Consider a water pipe that tapers down from a diameter dA= 5.0 cm at
end A to a diameter dB = 2.5 cm at end B. At each end a vertical pipe that is open to the air at the
top is attached to the pipe as shown in the Figure. (Not to scale, the pipes are much taller than
shown.) Assume that water flows through the pipe at high enough pressure that the vertical pipes
1 and 2 are partially filled with water. You may take g=10 m/s2
(a) In which pipe will the water level be higher or will it be at the same height in both pipes?
Explain. Does this depend on the direction of the water flow?
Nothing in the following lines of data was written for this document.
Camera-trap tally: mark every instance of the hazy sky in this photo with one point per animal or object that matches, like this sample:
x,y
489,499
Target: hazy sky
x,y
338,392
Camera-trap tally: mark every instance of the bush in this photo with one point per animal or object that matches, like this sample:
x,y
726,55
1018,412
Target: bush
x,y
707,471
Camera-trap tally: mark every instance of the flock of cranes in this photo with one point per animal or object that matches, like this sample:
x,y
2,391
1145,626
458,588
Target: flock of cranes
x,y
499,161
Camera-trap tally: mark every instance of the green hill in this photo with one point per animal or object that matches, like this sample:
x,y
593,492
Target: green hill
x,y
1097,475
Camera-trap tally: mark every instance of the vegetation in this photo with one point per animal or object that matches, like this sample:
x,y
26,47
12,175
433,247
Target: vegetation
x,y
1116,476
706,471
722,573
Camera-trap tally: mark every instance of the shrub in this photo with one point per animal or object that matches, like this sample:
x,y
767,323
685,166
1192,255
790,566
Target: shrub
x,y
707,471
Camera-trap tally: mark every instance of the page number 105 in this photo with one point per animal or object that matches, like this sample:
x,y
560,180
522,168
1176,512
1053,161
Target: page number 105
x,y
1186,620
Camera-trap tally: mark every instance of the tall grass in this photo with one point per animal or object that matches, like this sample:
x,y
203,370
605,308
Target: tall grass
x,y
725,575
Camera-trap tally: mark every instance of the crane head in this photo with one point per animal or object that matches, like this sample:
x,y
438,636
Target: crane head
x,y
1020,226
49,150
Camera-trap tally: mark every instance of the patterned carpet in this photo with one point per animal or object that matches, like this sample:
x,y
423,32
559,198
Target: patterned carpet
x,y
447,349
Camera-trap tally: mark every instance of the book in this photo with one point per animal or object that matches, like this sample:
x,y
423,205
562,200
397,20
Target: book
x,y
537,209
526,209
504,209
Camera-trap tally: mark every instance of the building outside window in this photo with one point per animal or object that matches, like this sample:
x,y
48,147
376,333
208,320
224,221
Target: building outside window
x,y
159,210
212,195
(b) If the water enters the pipe at point A with a velocity vA=2.0 m/s, what is its velocity when it
exits at point B?
(c) If the water enters the pipe at point A with a velocity vA=2.0 m/s, what is the height
difference between the levels in the two vertical pipes? If the difference is not zero, please
indicate which pipe has the higher level.
The Attempt at a Solution
(a) My answer is that because end A will have higher pressure than end B due to Bernoulli's principle and the equation above, the water level in column 1 will be higher than column 2.
I'm just not entirely sure that it's correct.
vB=πrA2 * vA / (πrB2)
= 8.0 m/s
(c) This is the answer I'm most uncertain about.
From Bernoulli's equation, I derived
(yA2-yA1)=h1=[(Po-P1) - (1/2)*ρvA2]/(ρg)
(yB2-yB1)=h2=[(Po-P2) - (1/2)*ρvB2]/(ρg)
P0 = atmospheric pressure above water in vertical pipe
P1 = pressure right below vertical pipe #1
P1 = pressure right below vertical pipe #2
Δy = difference in height between A and B
I then found the difference in height between the two openings, A and B, to be 0.4625,
and, still assuming that column #1 has a higher water level, subtracted h2 from h1:
h1-h2 = [[(Po-P2 - ρg(0.4625)) - (1/2)*ρvA2] - [(Po-P2) - (1/2)*ρvB2]] / (ρg)
=[[- ρg(0.4625) - (1/2)*ρvA2] - [-(1/2)*ρvB2]] / (ρg)
=[(1/2)*vB2 - (1/2)*vA2 - g(0.4625)] / g
I get Δh=2.5375 m
As I said, I'm very uncertain about the way I approached this last part, so help would be greatly appreciated!